Is it insight? You definitely can’t have literary fiction without it. Although some genre writers get close. Is John Le Carre a spy novelist or a literary writer?
Is it that literary fiction doesn’t follow rules?
With a genre novel, tropes must be respected because they are what the reader enjoys. A family saga must run a well defined gamut of black sheep, poor relations, blissful marriages and disastrous elopements because otherwise the reader feels that the writer missed the obvious opportunities. The entertainment is in how these obligations are met in a fresh way, the individual writer’s ingenuity within this formal structure.

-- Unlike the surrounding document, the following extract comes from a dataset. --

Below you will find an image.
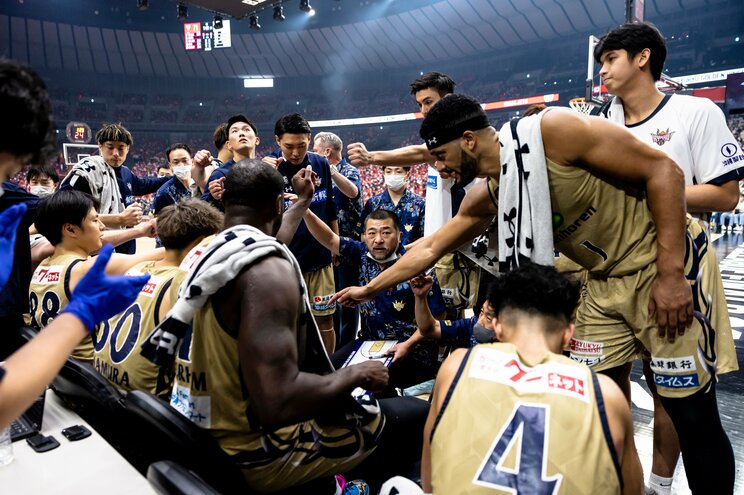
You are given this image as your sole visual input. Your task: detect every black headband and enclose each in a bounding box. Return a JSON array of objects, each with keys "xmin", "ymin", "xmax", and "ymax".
[{"xmin": 421, "ymin": 114, "xmax": 491, "ymax": 149}]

If genre authors bust out of their boxes, they risk disappointing their readers. Ruth Rendell, who you’d think has a reliably adoring fan base, was careful to adopt a different name to explore beyond conventional crime fiction. When Iain Banks wrote sci-fi as well as lit fic, he stuck an M between his names. But then some writers jump categories and face their public with no disguise – Robert Harris with his modern thrillers and historical fiction. Perhaps it all comes down to how hard he can argue with his publisher.
If rules, or the lack of them, are the crucial difference, does that make genre benders literary? Maybe, if the blend creates a provocative and resonating tension. But sometimes fusing genres is no more than a simple exercise of this-meets-that (or adding freshly boiled zombies).
If a literary novelist writes about a murder, they certainly don’t have to meet the expectations that a crime novelist or detective writer would – think of Donna Tartt’s The Secret History. If genre is about the reader’s expectations, perhaps literary is an anti-genre.
Let’s take Woody Allen as an example. Yes, his medium is celluloid, but it all starts with words and pages. His body of work includes character pieces (Annie Hall, Vicky Christina Barcelona), madcap sci-fi comedies (Sleeper), cosy mystery spoofs (Manhattan Murder Mystery) bleak examinations of morality (Crimes And Misdemeanours). Sometimes, but not all the time, he breaks the bounds of reality by adding time travel (Midnight in Paris), fantasy (The Purple Rose of Cairo). Or singing, flying and ghosts in Everyone Says I Love You. In his latest, To Rome With Love, a character turns invisible.
With Allen, you never know what rules will be followed – and yet you do. They are Allen’s rules, created by his own themes, obsessions and humanity. They’re what we come back for.
So perhaps each literary writer creates a genre of their own, invents the colours they paint in. Like with genre fiction, it makes its own expectations. Perhaps the two are not so very different.
What do you think? Is ‘literary’ a genre? What makes a writer literary? What makes them not? Are there any writers you’d say were both genre and literary?